Aux termes des articles 696 et 699 du code de procédure civile, la partie perdante est condamnée aux dépens, à moins que le juge, par décision motivée, n'en mette la totalité ou une fraction à la charge d'une autre partie. Les avocats peuvent, dans les matières où leur ministère est obligatoire, demander que la condamnation aux dépens soit assortie à leur profit du droit de recouvrer directement contre la partie condamnée ceux des dépens dont ils ont fait l'avance sans avoir reçu provision.

L'issue du litige justifie de condamner les consorts L. aux dépens d'appel et de première instance. La décision entreprise sera réformée de ce chef.

En conséquence, il convient d'accorder à la SCP L., avocat au barreau de Douai, le droit de recouvrer directement ceux des dépens dont elle aurait fait l'avance sans avoir reçu provision.
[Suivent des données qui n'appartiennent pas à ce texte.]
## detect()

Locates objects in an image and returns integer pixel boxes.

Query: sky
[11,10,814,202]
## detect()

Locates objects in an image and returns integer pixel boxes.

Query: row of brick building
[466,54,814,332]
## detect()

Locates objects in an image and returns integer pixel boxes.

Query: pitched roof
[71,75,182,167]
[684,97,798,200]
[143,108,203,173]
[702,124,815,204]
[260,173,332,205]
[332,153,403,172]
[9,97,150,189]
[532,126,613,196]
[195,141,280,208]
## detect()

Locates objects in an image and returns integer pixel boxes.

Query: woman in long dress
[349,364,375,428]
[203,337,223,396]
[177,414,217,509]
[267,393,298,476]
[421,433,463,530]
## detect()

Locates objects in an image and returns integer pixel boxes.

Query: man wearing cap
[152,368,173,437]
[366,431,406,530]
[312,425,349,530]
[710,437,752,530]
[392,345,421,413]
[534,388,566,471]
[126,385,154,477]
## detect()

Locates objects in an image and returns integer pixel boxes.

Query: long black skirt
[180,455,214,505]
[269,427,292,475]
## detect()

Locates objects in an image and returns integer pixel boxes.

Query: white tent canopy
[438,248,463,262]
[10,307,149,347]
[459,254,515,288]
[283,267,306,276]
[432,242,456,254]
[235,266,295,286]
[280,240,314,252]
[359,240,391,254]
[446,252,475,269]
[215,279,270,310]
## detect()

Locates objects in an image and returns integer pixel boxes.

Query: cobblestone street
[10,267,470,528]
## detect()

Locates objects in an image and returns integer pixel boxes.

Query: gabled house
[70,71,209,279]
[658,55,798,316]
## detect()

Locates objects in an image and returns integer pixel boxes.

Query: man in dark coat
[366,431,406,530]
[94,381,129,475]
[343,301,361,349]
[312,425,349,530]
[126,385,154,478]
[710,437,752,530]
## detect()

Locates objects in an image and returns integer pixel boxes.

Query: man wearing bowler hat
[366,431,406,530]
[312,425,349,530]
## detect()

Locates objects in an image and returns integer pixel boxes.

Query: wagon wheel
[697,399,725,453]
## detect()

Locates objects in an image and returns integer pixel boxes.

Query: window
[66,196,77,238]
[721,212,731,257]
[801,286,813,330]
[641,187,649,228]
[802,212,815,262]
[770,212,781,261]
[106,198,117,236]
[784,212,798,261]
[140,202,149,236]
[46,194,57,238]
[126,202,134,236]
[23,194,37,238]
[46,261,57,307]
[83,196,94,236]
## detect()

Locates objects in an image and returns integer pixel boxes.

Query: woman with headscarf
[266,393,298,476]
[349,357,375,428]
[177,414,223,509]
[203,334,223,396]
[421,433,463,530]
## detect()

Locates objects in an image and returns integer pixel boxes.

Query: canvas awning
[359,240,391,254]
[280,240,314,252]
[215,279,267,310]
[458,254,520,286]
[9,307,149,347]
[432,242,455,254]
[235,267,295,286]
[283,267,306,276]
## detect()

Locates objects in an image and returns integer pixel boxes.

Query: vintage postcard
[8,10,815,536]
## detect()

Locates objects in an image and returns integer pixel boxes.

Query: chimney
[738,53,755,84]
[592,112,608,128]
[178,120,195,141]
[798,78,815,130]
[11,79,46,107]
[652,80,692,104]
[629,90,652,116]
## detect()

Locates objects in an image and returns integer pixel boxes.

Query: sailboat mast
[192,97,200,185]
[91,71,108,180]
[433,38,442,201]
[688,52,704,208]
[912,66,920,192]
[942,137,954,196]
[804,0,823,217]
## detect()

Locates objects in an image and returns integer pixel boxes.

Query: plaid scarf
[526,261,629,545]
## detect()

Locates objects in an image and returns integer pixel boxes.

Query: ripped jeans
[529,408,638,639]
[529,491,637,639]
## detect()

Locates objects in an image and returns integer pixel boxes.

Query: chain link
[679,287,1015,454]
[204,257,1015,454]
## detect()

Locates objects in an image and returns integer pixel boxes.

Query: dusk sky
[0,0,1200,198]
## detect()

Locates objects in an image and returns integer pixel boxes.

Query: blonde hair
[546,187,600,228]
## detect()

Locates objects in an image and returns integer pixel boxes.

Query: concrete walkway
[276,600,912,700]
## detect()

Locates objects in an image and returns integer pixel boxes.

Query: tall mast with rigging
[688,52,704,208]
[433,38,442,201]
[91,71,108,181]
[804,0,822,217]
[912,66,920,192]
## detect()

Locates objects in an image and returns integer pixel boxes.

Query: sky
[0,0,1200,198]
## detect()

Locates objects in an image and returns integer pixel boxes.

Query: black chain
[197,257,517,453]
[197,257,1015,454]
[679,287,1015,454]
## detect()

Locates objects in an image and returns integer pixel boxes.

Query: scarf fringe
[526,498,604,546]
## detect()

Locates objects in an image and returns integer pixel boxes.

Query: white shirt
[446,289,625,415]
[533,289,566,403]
Sur les frais irrépétibles

Aux termes de l'article 700 du code de procédure civile, le juge condamne la partie tenue aux dépens ou qui perd son procès à payer à l'autre partie la somme qu'il détermine, au titre des frais exposés et non compris dans les dépens.

Les consorts L., tenus aux dépens, seront condamnés à verser à la société Marionnaud Lafayette la somme de 2 000 euros au titre de ses frais irrépétibles.

Les consorts L. seront déboutés de leur demande de ce chef.

PAR CES MOTIFS

La cour,

Confirme le jugement le rendu le 21 novembre 2016 par le tribunal de grande instance de Lille en ce qu'il a :

- fixé le prix du loyer du bail renouvelé à compter du premier avril 2011 à 17 817 euros/ an HT et HC ;

- ordonné l'exécution provisoire ;

- dit n'y avoir lieu à application des dispositions de l'article 700 du code de procédure civile ;

L'infirme pour le surplus et, statuant à nouveau,

Déboute M. Eric L., Mme Catherine L., Mme Elisabeth L. épouse B. et Mme Nathalie L. épouse H. de leur demande en paiement de la somme de 5 973,42 euros ;

Condamne M. Eric L., Mme Catherine L., Mme Elisabeth L. épouse B. et Mme Nathalie L. épouse H. à payer à la société Marionaud Lafayette, prise en la personne de ses représentants légaux, la somme de 2 000 euros au titre de ses frais irrépétibles d'appel ;

Déboute M. Eric L., Mme Catherine L., Mme Elisabeth L. épouse B. et Mme Nathalie L. épouse H. de leur demande au titre de leurs frais irrépétibles d'appel ;

Condamne M. Eric L., Mme Catherine L., Mme Elisabeth L. épouse B. et Mme Nathalie L. épouse H. aux entiers dépens de première instance et d'appel ;

Accorde à la SCP L., avocat au barreau de Douai, le droit de recouvrer directement ceux des dépens dont elle aurait fait l'avance sans avoir reçu provision.